Pour l’ancienne ministre portugaise, le consensus et le débat rationnel sur l’exploitation minière des grands fonds marins représentent un défi majeur, appelant à un dialogue transparent et fondé sur la science. Les menaces classiques telles que la pollution, le changement climatique, l’acidification et la désoxygénation sont plus que d’actualité. Parmi les opportunités évoquées, le développement des marchés volontaires du carbone, notamment les crédits carbones bleus, sont le fruit d’études méthodologiques en cours. Si les réglementations telles que la CSRD et la CSDDD incitent les entreprises à réduire ou compenser leurs émissions, les mécanismes dédiés à la biodiversité sont encore à consolider.

“It is the responsibility of the law makers to make sure that solutions that already exist can be implemented.” – Yves Karinthi (Consortium Haliotis II – Suez)

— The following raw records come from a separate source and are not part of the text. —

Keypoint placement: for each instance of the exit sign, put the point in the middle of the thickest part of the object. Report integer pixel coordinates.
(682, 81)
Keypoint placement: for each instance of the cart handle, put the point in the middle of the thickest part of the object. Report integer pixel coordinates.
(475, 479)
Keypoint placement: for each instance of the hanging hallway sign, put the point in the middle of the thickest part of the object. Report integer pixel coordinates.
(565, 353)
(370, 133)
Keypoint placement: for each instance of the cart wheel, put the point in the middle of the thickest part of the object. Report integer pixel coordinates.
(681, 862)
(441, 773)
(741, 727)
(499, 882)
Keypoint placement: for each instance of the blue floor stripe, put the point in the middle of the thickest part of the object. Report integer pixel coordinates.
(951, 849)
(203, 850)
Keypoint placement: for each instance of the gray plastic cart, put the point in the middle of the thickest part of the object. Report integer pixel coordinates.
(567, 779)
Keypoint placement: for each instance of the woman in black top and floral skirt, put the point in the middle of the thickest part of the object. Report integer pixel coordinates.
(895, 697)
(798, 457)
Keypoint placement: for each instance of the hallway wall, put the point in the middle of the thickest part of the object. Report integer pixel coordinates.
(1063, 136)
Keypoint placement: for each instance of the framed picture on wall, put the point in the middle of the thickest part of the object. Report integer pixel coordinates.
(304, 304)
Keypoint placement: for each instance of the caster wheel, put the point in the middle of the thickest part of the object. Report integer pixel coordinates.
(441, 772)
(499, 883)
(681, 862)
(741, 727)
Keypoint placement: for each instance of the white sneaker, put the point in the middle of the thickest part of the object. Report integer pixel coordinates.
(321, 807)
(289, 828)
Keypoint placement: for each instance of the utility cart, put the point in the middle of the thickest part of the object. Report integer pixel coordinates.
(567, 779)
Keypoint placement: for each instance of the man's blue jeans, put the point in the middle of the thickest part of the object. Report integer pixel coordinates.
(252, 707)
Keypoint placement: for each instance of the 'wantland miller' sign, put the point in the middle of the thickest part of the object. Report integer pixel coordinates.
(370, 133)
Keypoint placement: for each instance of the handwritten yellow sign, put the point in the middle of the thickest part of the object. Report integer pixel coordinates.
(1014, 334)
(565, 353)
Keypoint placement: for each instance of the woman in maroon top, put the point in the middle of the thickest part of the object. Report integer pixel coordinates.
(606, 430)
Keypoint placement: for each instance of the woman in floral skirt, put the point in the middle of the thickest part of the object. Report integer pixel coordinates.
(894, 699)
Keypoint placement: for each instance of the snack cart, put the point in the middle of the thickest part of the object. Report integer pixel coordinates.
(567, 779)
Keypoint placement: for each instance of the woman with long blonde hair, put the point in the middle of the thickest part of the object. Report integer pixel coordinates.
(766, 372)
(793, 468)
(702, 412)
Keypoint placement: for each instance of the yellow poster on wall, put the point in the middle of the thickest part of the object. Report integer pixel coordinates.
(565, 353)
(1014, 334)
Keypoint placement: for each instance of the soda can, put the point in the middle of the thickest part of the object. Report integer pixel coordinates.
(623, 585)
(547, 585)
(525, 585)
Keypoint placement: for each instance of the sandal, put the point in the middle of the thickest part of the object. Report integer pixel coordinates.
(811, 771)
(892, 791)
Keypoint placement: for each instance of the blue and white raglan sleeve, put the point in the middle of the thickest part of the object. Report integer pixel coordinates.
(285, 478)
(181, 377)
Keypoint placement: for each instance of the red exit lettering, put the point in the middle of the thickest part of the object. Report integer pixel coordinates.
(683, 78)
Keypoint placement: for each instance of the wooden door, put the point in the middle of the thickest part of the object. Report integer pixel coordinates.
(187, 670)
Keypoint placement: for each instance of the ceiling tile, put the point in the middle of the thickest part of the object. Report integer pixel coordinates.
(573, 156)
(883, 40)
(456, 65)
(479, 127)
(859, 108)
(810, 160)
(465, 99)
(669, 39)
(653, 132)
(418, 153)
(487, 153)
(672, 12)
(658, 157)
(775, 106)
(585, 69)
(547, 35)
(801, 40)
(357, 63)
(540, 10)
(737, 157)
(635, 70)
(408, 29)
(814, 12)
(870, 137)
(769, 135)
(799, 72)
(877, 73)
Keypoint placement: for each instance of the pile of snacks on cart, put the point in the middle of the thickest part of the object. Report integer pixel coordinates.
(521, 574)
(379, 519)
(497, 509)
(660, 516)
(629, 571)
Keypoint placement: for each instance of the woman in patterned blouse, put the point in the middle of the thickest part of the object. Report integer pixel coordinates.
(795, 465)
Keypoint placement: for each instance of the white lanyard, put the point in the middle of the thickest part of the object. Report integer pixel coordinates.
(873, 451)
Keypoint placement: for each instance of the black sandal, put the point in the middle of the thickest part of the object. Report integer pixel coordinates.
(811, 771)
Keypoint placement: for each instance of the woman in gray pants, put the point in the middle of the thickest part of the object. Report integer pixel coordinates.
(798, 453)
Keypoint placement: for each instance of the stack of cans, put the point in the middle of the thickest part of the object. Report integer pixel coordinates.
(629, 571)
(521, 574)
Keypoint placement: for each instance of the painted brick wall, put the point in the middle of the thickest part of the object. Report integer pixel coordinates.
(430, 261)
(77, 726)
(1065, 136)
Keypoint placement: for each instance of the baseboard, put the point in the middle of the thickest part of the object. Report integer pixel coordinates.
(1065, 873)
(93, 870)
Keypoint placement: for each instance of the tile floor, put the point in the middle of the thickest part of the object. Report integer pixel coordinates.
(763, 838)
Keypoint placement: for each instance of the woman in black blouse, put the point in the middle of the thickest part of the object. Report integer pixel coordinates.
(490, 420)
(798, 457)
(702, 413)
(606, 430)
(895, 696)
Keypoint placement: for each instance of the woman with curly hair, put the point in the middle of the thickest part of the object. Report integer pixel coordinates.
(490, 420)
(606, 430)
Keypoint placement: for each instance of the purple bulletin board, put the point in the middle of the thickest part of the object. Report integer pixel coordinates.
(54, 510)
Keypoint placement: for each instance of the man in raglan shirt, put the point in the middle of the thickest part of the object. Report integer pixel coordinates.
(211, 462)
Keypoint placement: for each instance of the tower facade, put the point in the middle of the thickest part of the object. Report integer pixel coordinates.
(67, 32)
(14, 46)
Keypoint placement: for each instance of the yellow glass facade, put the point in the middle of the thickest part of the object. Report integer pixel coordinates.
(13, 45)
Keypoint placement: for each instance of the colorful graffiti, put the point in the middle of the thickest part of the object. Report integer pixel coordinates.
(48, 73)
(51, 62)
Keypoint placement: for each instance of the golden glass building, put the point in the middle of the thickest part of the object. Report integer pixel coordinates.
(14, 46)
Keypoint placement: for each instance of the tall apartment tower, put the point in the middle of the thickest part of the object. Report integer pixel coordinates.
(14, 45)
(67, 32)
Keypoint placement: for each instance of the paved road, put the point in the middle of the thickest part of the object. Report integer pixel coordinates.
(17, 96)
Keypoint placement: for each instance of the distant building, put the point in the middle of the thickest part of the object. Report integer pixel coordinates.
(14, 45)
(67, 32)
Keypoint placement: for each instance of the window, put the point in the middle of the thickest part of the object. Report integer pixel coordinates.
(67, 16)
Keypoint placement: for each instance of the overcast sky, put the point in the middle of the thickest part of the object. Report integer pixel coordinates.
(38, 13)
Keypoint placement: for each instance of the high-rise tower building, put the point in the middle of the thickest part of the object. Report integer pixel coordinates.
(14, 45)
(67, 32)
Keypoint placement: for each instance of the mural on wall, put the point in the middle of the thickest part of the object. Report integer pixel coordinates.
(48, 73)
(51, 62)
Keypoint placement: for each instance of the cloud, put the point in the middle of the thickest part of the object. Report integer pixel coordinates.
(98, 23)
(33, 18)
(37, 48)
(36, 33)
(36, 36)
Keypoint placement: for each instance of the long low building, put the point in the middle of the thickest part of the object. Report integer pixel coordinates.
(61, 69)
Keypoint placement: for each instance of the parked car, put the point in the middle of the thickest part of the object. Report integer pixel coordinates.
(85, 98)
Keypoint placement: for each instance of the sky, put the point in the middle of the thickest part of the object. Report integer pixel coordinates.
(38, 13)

Les intervenants ont insisté sur le fait que les partenariats les plus impactants à horizon 2030 seront profondément ancrés localement, basés sur la science, fondés sur la confiance, évolutifs et mesurables. Ces projets doivent créer une valeur partagée pour les communautés, promouvoir la biodiversité et ouvrir la voie à la participation sur des marchés émergents comme ceux du carbone. Un leadership public fort, une vision à long terme, des contrats intelligents et une coopération interservices sont essentiels pour accélérer les processus et faciliter la collaboration.

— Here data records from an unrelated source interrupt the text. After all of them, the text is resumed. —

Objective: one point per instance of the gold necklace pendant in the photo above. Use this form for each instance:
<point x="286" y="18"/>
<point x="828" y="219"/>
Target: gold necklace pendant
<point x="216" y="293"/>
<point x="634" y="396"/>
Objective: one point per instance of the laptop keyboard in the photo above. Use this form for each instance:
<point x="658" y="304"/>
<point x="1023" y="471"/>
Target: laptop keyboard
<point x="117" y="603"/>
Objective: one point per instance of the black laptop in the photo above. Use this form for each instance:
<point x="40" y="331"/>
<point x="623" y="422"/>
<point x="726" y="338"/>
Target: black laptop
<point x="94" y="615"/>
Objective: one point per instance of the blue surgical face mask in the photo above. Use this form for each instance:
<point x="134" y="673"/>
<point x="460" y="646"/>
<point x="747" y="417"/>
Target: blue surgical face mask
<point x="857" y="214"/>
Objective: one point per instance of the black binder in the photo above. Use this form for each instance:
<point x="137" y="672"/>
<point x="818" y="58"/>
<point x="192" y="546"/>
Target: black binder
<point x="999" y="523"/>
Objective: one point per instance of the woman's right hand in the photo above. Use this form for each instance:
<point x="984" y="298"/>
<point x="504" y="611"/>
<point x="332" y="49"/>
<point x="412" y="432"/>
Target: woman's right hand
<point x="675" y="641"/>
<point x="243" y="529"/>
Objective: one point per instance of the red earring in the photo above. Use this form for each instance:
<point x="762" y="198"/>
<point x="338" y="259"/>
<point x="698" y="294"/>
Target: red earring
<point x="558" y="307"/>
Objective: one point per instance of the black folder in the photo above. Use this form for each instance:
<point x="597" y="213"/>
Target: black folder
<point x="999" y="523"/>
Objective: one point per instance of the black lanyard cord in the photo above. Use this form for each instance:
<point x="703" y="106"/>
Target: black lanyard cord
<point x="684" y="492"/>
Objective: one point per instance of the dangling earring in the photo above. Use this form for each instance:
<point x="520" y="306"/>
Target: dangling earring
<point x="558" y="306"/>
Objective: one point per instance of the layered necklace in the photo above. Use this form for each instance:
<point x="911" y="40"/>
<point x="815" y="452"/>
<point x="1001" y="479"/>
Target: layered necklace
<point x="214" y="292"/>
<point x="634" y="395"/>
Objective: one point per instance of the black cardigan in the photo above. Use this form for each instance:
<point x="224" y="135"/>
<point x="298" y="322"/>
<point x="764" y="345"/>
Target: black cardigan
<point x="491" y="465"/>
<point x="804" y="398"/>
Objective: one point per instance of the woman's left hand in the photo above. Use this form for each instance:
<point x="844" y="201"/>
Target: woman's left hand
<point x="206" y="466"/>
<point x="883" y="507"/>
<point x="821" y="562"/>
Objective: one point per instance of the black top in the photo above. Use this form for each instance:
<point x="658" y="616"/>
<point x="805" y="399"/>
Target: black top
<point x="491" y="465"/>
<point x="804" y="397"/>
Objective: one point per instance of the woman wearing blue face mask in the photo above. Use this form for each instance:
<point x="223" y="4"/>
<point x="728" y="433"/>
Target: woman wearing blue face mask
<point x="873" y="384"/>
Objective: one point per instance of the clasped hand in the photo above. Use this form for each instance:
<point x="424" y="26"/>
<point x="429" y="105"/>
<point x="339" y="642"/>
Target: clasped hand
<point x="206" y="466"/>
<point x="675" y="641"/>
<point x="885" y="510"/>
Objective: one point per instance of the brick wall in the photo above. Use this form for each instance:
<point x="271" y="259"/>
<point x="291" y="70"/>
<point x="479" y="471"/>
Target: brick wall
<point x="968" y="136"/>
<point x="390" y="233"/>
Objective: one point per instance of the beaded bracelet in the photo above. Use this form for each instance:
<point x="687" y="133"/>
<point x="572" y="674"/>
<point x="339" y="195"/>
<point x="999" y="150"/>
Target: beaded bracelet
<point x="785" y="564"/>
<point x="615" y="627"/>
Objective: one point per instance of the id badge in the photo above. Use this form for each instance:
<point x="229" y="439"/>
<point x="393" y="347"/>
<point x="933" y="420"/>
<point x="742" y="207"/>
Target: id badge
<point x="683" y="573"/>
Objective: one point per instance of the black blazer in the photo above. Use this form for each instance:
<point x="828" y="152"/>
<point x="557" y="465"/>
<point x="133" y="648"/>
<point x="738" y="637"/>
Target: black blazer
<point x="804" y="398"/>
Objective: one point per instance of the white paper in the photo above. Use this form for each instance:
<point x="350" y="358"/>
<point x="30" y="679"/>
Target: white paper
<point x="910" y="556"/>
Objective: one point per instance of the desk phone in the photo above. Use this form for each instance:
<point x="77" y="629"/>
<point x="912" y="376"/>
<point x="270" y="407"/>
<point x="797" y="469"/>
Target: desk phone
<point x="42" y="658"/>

Il est recommandé d’encourager la formation de consortiums entre secteurs public, privé et philanthropique pour relever les défis complexes de durabilité. Le développement d’un langage commun et de formations interdisciplinaires doit rapprocher le monde académique et la pratique. Le dialogue transparent et scientifique doit être maintenu, notamment autour d’enjeux sensibles comme l’exploitation minière des grands fonds marins. Par ailleurs, il convient de poursuivre, piloter et étendre des projets liant besoins locaux et objectifs globaux de durabilité, tout en renforçant le rôle des autorités publiques dans la conduite et l’innovation réglementaire.

Et maintenant ?

Le Réseau France poursuivra son action en capitalisant sur les enseignements de l’UNOC3, en accompagnant les entreprises dans leurs stratégies océanes et en poursuivant le dialogue avec les collectivités locales, les ONG et les institutions internationales. La prochaine étape : amplifier les passerelles entre les engagements climat des entreprises et l’Océan mais aussi accélérer les dynamiques territoriales autours de l’adaptation des zones côtières.